Tilda Swinton stars as Lucy Mirando, the CEO of a former agrochemical company with a seriously bad reputation. She intends to turn all this around with a new business venture: a cheap, sustainable and GMO-free food source to feed the world. This source is a newly discovered ‘super-pig’ that will be farmed to be eaten. Scattering 25 of these pigs across the world, Lucy launches a competition to see who can breed the greatest super pig, to be judged by television personality Dr. Johnny Wilcox – an obnoxious sort of Steve Irwin type figure played with wild abandon by Jake Gyllenhaal. South Korea’s super pig goes to a farmer and his grand daughter, who live in a remote and picturesque location. The young girl, Mija – a surely star making performance from An Seo Hyun – is something of a free spirit and wanders the nearby forests with Okja, their adopted super pig.
Bong uses these early scenes with Mija and Okja to show us the bond between the two, but also to develop a bond between them and the audience, a relationship that he, working from a script co-written Jon Ronson, then develops and uses to highly effective dramatic effect when the pair are separated and Okja and the many other super pigs’ fates become clear.
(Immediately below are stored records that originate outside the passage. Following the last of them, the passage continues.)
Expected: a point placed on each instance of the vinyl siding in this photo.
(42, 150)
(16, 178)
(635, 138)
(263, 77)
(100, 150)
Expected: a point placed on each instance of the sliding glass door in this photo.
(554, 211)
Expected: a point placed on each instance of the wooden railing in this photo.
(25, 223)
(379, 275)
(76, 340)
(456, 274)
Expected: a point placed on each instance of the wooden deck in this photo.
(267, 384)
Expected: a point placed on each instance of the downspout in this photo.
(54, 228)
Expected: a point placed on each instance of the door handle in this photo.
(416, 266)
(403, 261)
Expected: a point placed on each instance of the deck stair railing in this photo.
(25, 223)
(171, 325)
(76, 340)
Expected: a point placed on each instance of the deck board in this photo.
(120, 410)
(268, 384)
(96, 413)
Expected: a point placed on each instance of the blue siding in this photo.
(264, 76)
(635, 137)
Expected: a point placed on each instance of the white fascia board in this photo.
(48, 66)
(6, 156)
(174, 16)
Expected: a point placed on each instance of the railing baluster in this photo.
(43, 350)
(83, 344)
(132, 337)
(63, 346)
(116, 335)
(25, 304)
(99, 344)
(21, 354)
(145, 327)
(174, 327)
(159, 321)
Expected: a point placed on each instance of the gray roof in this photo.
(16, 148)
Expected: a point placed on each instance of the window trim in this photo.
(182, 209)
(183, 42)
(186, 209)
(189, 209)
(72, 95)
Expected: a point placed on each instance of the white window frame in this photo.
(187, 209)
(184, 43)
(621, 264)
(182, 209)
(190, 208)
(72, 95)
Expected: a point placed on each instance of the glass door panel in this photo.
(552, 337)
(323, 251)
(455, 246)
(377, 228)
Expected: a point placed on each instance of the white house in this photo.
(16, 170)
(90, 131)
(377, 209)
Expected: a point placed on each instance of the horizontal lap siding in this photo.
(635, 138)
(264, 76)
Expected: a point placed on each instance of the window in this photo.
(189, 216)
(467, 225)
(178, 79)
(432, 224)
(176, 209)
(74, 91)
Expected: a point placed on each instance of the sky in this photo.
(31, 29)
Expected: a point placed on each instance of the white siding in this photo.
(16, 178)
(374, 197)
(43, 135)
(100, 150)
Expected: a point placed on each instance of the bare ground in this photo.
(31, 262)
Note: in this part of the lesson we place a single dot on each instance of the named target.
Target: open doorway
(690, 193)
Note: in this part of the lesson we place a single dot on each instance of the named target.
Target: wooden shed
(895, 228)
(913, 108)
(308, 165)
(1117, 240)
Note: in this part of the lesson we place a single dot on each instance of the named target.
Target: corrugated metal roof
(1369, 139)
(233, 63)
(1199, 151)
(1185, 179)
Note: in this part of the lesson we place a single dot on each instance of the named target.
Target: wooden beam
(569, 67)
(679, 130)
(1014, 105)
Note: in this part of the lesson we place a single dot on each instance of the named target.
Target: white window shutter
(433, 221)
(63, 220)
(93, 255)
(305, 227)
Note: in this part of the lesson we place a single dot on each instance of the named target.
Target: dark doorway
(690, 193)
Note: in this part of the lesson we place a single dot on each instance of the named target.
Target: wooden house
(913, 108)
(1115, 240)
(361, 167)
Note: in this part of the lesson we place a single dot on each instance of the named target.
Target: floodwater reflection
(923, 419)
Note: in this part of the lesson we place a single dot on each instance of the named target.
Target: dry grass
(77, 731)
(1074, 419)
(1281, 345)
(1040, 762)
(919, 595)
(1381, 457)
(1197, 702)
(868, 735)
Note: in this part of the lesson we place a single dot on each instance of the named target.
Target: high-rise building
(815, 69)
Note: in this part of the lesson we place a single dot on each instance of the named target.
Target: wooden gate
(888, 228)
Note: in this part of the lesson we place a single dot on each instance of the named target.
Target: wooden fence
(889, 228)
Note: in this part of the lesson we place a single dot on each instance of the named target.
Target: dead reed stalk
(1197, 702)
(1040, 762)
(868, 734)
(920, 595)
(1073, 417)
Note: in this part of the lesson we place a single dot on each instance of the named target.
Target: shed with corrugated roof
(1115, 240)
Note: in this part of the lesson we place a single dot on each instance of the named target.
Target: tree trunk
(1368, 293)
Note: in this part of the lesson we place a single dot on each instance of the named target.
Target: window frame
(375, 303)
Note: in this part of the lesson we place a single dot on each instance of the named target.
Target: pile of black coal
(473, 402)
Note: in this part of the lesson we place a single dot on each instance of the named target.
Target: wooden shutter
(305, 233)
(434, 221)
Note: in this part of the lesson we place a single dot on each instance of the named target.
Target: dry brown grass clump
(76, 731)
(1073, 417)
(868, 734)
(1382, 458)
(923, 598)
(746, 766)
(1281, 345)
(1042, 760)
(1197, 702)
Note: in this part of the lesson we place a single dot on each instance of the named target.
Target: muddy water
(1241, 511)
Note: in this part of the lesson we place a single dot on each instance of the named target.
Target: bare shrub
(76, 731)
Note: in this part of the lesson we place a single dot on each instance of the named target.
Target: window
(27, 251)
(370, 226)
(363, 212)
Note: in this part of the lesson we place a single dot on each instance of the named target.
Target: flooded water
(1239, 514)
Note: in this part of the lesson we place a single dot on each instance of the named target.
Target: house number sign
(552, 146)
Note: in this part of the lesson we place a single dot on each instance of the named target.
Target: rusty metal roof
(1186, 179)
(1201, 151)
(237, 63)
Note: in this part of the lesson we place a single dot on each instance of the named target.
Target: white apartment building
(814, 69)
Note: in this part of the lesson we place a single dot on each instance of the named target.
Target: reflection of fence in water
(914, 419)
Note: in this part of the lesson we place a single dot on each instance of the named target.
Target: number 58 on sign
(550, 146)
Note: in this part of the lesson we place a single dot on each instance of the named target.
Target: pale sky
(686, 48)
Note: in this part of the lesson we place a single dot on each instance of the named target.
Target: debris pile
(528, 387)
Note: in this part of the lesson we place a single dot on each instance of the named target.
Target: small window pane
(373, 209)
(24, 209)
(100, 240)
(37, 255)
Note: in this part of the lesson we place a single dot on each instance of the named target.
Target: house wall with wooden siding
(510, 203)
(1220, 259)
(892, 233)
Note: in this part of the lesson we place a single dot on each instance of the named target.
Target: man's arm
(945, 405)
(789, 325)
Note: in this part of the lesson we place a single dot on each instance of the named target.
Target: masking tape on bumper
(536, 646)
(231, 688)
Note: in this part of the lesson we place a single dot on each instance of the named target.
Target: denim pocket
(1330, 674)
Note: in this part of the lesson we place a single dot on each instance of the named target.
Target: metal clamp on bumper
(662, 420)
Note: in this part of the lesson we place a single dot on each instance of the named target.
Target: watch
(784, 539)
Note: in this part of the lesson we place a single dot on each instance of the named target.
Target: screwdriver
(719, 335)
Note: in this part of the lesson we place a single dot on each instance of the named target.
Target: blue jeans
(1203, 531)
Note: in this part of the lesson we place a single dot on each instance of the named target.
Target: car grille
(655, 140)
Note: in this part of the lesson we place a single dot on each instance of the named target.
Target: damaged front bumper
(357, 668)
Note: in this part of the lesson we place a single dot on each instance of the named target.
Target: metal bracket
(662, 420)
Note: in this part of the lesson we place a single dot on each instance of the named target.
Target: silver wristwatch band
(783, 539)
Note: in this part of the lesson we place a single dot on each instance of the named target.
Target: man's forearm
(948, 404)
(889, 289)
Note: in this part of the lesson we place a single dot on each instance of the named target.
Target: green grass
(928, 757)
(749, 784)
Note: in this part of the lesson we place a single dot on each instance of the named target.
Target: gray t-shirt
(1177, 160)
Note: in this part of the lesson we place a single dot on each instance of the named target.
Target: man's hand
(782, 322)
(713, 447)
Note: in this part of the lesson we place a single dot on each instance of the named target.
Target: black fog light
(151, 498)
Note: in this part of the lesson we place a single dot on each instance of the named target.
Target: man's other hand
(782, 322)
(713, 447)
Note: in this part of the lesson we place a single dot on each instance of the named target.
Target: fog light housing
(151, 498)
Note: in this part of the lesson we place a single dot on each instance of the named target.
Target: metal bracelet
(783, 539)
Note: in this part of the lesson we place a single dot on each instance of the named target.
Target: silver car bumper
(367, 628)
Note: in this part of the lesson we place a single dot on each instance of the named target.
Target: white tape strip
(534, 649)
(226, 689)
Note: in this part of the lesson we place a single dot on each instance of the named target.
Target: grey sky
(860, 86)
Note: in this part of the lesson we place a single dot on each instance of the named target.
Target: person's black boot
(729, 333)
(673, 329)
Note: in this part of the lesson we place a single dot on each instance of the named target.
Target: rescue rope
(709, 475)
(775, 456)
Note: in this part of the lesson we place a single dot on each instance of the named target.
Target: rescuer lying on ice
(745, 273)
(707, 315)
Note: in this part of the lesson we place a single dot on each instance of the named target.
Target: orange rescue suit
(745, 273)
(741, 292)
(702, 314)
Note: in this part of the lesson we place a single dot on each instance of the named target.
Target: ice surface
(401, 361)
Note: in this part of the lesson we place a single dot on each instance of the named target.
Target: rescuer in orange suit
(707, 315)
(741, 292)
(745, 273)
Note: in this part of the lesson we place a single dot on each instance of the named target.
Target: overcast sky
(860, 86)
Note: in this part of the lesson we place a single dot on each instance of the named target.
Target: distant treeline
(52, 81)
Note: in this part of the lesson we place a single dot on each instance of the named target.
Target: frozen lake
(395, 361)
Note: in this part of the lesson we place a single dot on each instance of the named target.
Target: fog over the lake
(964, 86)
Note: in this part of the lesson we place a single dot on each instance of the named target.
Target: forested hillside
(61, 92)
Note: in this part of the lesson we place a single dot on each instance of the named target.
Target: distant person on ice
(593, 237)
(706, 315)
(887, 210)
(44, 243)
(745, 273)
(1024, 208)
Okja is a gentle and sweet creature and an early sequence sees her not only save Mija, but risk sacrificing her own life in the process – it’s a wonderfully neat way of pulling an audience in to engage with Okja as many would with a beloved pet rather than the way in which people seem to see animals bred for meat. The difference in the way people think about animals in these two contradictory ways is a startlingly bizarre and utterly arbitrary disconnect that is so rarely discussed and one that Bong does an excellent job in highlighting.
Also thrown into the mix is Paul Dano as the charming, but slightly off-kilter leader of the Animal Liberation Front (A.L.F), who are somewhat reminiscent of the ramshackle band in Frank, which was also written by Jon Ronson. Dano has a tendency to gnaw on the scenery a little and he doesn’t break from that trend here, but this is a film with big performances, with a capital B, with Gyllenhaal being perhaps the most uninhibited of them all. Almost bringing to mind Sharlto Copley’s ‘experiments in big acting’ at times, Gyllenhaal plays Wilcox with extreme vocal modulations and a looseness to his body movements that is often (deliberately) hilarious and never, ever boring. In many other films his performance would definitely be seen as ‘too much’, but Bong’s world is a bright and wild one and it’s entirely in keeping with a film that keeps you on its toes with it’s wild tangents and bold gear shifts.
Whilst some of the further reaches of Okja’s wild abandon don’t always feel smoothly part of the whole, it’s a very small price to pay for the almost anarchic joy that is often on screen. Okja is a wonderfully entertaining, thrilling, hilarious and heartbreaking adventure movie with broad appeal, a warm centre and an important message.